Carmen Lamanna Gallery

Colette Whiten’s new work investigates the colluded relationship between political power and the media. All eight pieces shown here rely on wire-service photos for their stock imagery. The heroic codes submerged in these images are underscored to construct a critique of photojournalism as a latter-day style of court painting. All this is familiar territory in appropriation art, but Whiten goes one step further in signaling a cool, wary detachment from her subject. She leaves behind the photographic realm entirely: her photos are worked out in elaborate cross-stitch needlepoint.

Whiten’s is a wonderful distancing device. It causes technologies to collide: on the one hand, there are references to big leaders and big media—the tight gray grid of the needlepoints actually looks like a crude Fax image—while on the other, there are references to an age-old domestic art. The patience, planning, and intricate labor of the needlepoint makes monkeys out of the images. Never have they seemed so otherworldly. The histrionic poses of the men and the quick iconification of things like Mikhail Gorbachev’s fedora, Brian Mulroney’s chin, and Wojcieck Jarulzelski’s dark glasses register as stock actions and props. The images are coded for “leadership,” but the leaders come out looking like puppets and stick men.

Appropriation has become an important feminist art form. Its challenge to the imaging of the real has always been an attempt to construct a more egalitarian basis for representation. Whiten’s work is significant for bringing the argument home. There is no mistaking the “maleness" on display in these images. Each piece is suspended by magnets from a 4-by-8-foot sheet of cold-rolled steel propped up against the wall. The framing of the needlepoints turns them into sculpture. They are incorporated into large, looming presences that dominate the space, yet that feel vaguely ridiculous, as if the puppets and stick men were companioned by clowns and buffoons.

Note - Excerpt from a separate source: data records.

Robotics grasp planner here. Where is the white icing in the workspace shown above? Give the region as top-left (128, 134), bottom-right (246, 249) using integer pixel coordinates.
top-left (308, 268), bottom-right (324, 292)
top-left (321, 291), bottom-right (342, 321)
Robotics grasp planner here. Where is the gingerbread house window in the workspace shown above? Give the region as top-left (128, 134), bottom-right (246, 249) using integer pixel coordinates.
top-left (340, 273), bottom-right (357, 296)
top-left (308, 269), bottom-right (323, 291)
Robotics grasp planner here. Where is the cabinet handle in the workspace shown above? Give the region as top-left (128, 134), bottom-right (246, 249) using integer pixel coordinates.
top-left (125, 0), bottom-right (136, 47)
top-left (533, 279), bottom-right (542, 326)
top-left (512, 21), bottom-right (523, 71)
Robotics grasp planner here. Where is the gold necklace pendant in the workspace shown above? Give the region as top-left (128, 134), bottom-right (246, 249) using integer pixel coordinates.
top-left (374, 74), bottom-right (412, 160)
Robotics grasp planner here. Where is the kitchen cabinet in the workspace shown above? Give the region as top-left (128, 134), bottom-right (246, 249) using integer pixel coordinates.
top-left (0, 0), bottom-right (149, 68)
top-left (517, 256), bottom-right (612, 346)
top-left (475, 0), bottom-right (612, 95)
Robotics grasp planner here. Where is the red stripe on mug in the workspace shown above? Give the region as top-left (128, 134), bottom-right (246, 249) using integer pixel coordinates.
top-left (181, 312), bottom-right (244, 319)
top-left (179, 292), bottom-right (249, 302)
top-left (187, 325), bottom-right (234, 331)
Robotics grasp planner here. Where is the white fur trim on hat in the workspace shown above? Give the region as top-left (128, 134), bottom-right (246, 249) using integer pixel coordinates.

With needlepoint (even the technique’s name carries a double charge), Whiten has resurrected the moral virtues associated with feminine domestic art in a way that doesn’t patronize the idea of a women’s art or play on nostalgic associations. The mood here is absolutely contemporary. There is sullen urgency in the way Whiten defines the male power ensconced in the wire photos. She strands it, elaborates its exclusiveness, establishes a judgemental framework. All the usual assumptions of significance are stood on their heads with this shift in point of view. References in the titles to actual headlines—Mulroney (U.S. Won’t Block Subs Plan), 1988; John Turner (Turner Unmoved By Survey Backing Leadership Review),1988;Gen. Wojcieck Jarulzelski (Poland’s Government Steps Down), 1988–89—open up an awareness of realities beyond the image, beyond the leader. The work defines this separate space. Its sculptural presence is a challenge to the dominance of photographic information. Implicit in the work’s media critique is a larger critique of photography’s role in circumscribing our definition of the real. Whiten opens this up as yet another political arena in need of cool-headed survey.